"Nos cibles sont les zones urbaines surchauffées", explique Julien Cardin, 49 ans, enseignant à l'Ecole nationale supérieure d'ingénieurs (ENSI) de Caen et ingénieur à l'université Caen Normandie.
"Les climatiseurs réchauffent moins l'atmosphère localement (en créant des îlots de chaleur autour du bâtiment, ndlr) que globalement par l'émission de CO2", souligne-t-il.
La structure en question, appelée "surface radiative réfrigérante" (SRR) et placée sur un toit, réfléchit les rayons visibles du soleil pour ne pas chauffer la construction et évacue la chaleur interne par rayonnement infrarouge vers l'espace sans réchauffer l'atmosphère.
Pour une meilleure efficacité, le dispositif peut être relié à un échangeur thermique alimenté en fluide réfrigérant, de l'eau par exemple, par une pompe, nettement moins énergivore que les systèmes actuels.
"De très bonnes idées", salue Céline Laruelle, ingénieur au service bâtiment de l'Ademe jointe par l'AFP.
Pour l'heure, "la climatisation a un impact encore assez limité" sur le changement climatique, selon elle. "La France a encore un taux d'équipement raisonnable, mais sans changement des comportements, sans rénovation du bâti, ça peut devenir très impactant d'ici à 2050".

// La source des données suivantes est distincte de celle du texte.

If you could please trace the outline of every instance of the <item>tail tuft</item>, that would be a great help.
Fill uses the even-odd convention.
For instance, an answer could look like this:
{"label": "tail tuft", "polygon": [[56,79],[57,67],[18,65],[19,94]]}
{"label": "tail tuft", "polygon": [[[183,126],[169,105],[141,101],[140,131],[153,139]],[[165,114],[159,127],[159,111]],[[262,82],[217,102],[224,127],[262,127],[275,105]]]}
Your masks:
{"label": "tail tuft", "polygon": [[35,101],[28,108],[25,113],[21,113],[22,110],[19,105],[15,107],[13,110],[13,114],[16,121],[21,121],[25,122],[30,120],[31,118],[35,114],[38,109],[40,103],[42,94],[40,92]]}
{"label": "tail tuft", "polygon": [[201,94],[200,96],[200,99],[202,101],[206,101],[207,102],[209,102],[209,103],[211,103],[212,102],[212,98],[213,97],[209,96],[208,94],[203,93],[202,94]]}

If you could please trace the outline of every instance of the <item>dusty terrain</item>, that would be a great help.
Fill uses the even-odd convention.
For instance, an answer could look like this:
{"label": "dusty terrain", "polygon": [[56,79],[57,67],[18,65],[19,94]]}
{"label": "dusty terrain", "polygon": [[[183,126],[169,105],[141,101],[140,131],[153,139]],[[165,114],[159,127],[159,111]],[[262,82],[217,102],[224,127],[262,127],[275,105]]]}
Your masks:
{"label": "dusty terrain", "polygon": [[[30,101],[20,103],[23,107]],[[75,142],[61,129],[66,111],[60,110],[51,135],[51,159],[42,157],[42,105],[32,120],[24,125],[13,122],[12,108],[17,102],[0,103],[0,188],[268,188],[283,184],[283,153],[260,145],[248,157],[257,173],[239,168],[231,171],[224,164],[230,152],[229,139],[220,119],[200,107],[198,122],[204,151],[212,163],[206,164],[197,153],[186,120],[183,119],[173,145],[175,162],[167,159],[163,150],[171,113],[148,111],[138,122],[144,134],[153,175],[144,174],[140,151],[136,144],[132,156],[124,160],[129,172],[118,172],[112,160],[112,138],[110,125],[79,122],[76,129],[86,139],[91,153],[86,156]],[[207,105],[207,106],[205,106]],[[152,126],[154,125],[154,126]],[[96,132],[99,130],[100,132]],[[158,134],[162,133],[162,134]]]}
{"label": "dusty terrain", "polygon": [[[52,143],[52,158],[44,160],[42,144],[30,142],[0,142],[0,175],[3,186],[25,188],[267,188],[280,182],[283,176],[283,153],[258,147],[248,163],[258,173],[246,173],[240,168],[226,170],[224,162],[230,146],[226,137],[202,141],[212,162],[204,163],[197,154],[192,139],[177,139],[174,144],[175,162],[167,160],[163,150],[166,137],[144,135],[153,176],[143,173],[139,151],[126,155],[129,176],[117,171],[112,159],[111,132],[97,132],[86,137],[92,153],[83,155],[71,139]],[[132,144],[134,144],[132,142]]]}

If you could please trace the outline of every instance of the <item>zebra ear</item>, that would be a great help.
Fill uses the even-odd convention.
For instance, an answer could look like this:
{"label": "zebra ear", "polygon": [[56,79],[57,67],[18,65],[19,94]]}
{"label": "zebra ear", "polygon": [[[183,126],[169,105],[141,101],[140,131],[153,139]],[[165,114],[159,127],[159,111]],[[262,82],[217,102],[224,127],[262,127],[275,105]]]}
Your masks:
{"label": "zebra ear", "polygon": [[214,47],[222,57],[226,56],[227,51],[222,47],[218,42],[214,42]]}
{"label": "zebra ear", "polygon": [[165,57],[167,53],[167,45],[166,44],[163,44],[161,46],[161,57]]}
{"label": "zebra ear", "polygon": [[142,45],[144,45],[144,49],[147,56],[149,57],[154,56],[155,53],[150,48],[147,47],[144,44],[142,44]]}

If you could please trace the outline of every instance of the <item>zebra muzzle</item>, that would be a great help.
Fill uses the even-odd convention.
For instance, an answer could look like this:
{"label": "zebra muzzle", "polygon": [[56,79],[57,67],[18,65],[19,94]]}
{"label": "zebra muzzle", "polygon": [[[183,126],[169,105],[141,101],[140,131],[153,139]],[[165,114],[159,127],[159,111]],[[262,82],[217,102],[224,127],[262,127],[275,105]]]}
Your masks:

Selon le rapport "La climatisation de confort dans les bâtiments résidentiels et tertiaires en 2020" supervisé par l'Ademe, les climatiseurs ont consommé 15,5 TWh (3% de la production) et émis 4,6 millions de tonnes d'équivalent CO2 cette année-là en France, principalement dus aux gaz frigorigènes.
La SRR est elle constituée de disques de quelques centimètres de silice et d'oxyde d'un métal appelé niobium, fabriqués par une machine de la firme turinoise (Italie) Elettrorava.
Jusqu'à "30 degrés" en moins
C'est l'une des forces du projet: "l'université de Stanford aux Etats-Unis développe le même projet (appelé "Skycool", ndlr) mais avec des matériaux critiques ou peu durables, nous avons fait le choix inverse, durabilité et approvisionnement non problématique pour l'environnement et les droits humains", explique M. Cardin.
"Nous visions 10 degrés, mais la performance théorique de diminution de la température à l'intérieur d'un bâtiment est de 30 degrés, soit 110 watts par m2" jubile l'ingénieur, "pour 33m2 de SRR sur un toit, nous égalons avec 100 watts les performances d'une pompe à chaleur qui en consomme 1.500".
L'intelligence artificielle lui a donné un sérieux coup de main.
"J'ai écrit des algorithmes évolutionnaires pour modéliser nos expériences" avec une réussite spectaculaire: "en trois heures l'algorithme a trouvé un design qui fonctionnait alors que nous avions essayé pendant deux ans sans succès", explique le chercheur.
Efficace aujourd'hui à l'état de prototype, le projet intéresse des industriels, avec une version hiver dans les cartons: "on sait faire du froid quand il fait chaud, il nous reste à garder le chaud quand il fait froid", dit l'enseignant.
Pour financer la recherche de cette version hiver, il faudra de l'argent: soutenu par le CNRS via son programme Peps énergie, par le laboratoire d'excellence normand LabEx EMC 3 financé par l'Etat ainsi que par la région Normandie, M. Cardin est en négociations pour financer cette thèse, voire d'autres applications.
"Cette technologie peut être utilisée pour le camouflage thermique, pour durabiliser les panneaux solaires, des réfrigérateurs hors réseau, des vêtements régulant la température..." avance le scientifique.